Losing James

Woman Lying in Bed

I walked into the Pregnancy Loss Clinic on Monday, May 8 (the birthday of one of my children), drowning in trepidation. I couldn’t believe that my miscarriage could be successfully managed without a D&C. I was sure there would be something in my medical history that made me ineligible for the medication, or that the process would fail. We were met by a motherly nurse who wrapped me in a big bear hug, and then proceeded to administer the medication. I wrote in my journal that afternoon:

My cramps began within an hour. I took one of the Tylenol 3’s [the nurse] prescribed. I’m snuggled on my bed at home, Andrew is upstairs with the children. I feel a great sense of relief and peace. The waiting and wondering are done. When the cramps get strong, I feel, emotionally, like I am experiencing labor. And I am happy that I can say goodbye to this baby through the natural processes of my body. I am at home, my children are here, and when things get difficult, Andrew will come and hold my hand. 

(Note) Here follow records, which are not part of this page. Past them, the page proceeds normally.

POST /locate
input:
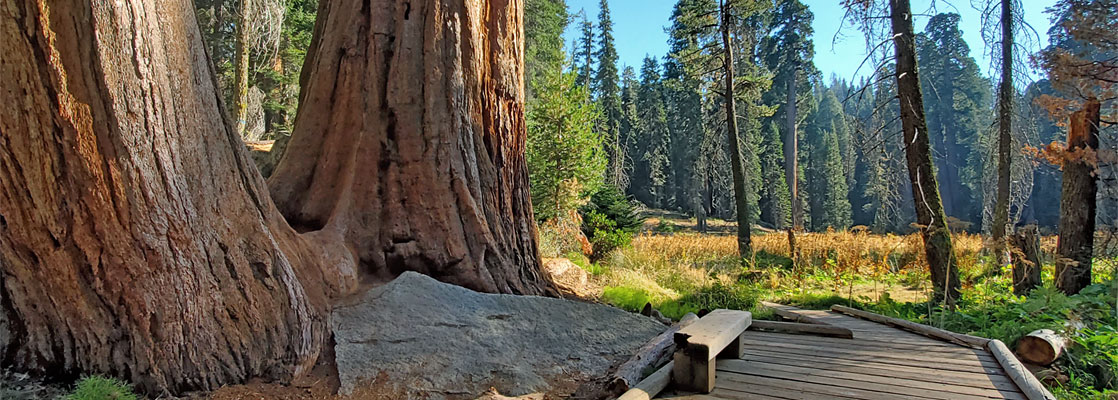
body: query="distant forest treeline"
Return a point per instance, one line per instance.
(656, 133)
(664, 140)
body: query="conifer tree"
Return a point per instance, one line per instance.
(607, 92)
(545, 21)
(652, 139)
(565, 156)
(825, 175)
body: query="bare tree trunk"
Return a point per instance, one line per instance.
(136, 237)
(740, 191)
(929, 209)
(1004, 139)
(240, 70)
(792, 154)
(409, 143)
(1026, 260)
(1074, 247)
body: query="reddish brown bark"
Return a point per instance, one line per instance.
(1076, 245)
(136, 238)
(409, 144)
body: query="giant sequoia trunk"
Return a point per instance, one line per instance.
(929, 210)
(1004, 124)
(1074, 247)
(740, 190)
(136, 237)
(409, 142)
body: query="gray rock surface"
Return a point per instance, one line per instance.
(432, 340)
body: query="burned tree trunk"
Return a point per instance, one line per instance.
(790, 154)
(136, 237)
(740, 190)
(929, 209)
(409, 142)
(1004, 123)
(1026, 260)
(1074, 247)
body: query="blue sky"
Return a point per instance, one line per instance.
(638, 30)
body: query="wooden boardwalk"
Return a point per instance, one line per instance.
(880, 362)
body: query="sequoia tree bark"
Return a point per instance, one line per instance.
(1076, 245)
(409, 142)
(136, 237)
(929, 209)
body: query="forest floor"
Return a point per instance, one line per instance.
(678, 270)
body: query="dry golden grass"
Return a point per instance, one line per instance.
(850, 264)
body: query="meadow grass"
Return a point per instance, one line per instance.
(688, 272)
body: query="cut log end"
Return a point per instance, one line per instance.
(1041, 348)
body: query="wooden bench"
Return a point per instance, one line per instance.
(716, 334)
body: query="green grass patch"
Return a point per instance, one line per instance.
(101, 388)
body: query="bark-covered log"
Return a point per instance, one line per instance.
(1026, 260)
(409, 142)
(136, 237)
(1041, 346)
(1074, 247)
(929, 209)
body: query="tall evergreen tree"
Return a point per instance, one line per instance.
(774, 197)
(545, 20)
(607, 92)
(565, 156)
(824, 172)
(788, 53)
(652, 139)
(583, 51)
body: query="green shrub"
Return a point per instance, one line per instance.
(628, 298)
(616, 207)
(665, 227)
(604, 235)
(101, 388)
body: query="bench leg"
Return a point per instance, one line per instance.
(735, 350)
(693, 370)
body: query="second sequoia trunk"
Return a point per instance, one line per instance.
(409, 142)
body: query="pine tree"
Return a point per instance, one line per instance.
(825, 174)
(607, 92)
(545, 21)
(583, 51)
(788, 53)
(565, 156)
(652, 139)
(774, 197)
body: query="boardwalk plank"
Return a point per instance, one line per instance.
(896, 388)
(871, 352)
(976, 378)
(745, 367)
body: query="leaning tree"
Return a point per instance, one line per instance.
(138, 239)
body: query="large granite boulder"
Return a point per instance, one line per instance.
(423, 339)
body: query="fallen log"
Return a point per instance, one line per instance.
(656, 352)
(1041, 346)
(802, 329)
(788, 313)
(652, 386)
(1029, 384)
(924, 330)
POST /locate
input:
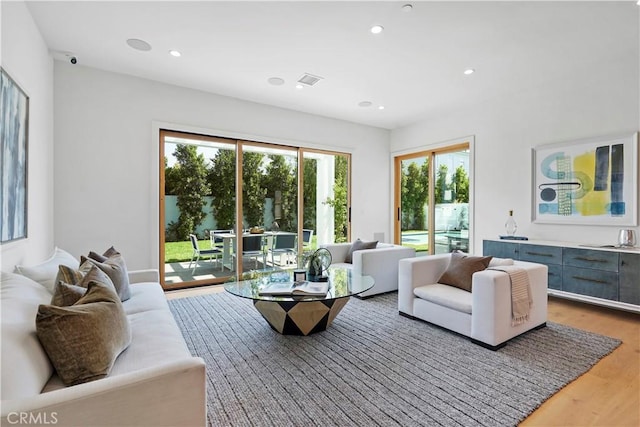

At 11 PM that night, I passed a mixture of blood clots and tissue (“embryo, gestational sac, I don’t know”) and my cramps immediately stopped. My miscarriage was complete.

There were plenty of tears, of course, in the days that followed. I wrote, “It feels rather desolate, again, not to be pregnant and to have no baby in my arms. Lonely.” But I did not experience anything like the acute grief, specific to the particular baby I had lost, that came after losing Loila. The tears dried up within a week or two.

At the end of May, I wrote in my journal:

I have been very calm and happy in the last week and a bit. Sometimes I feel introspective and sad, but I don’t cry. I think in all the anxiety of that pregnancy I never really bonded to my baby. I feel a little guilty about that, and sad - one more thing my two miscarriages robbed me of. It’s hard to think of never having the opportunity to love your child as a blessing.

That bond with my baby was pivotal to how I felt in the aftermath of my miscarriages. The bond between a mother and her child is a powerful thing, and can become very strong, very quickly. It might be an oversimplification to describe it as a switch that was either off or on, but at the same time, it wasn’t something that developed gradually over the nine months of a successful pregnancy. My love for the babies I was blessed to bond with was rich and whole within weeks of their conception.

It was a very real love for a very real individual.

I can divide my four miscarriages into two categories. My second and fourth were deeply traumatic disappointments, but no more. My first and third (Loila and Grace) I experienced as the loss of a child. I do not believe my grief would have been significantly different in degree if I had carried them to term and lost them after they were born. I don’t think many people realize that a mother can hold the same love for an eight-week fetus as she does for her newborn.

One of my children liked the name James, so we named this little one James.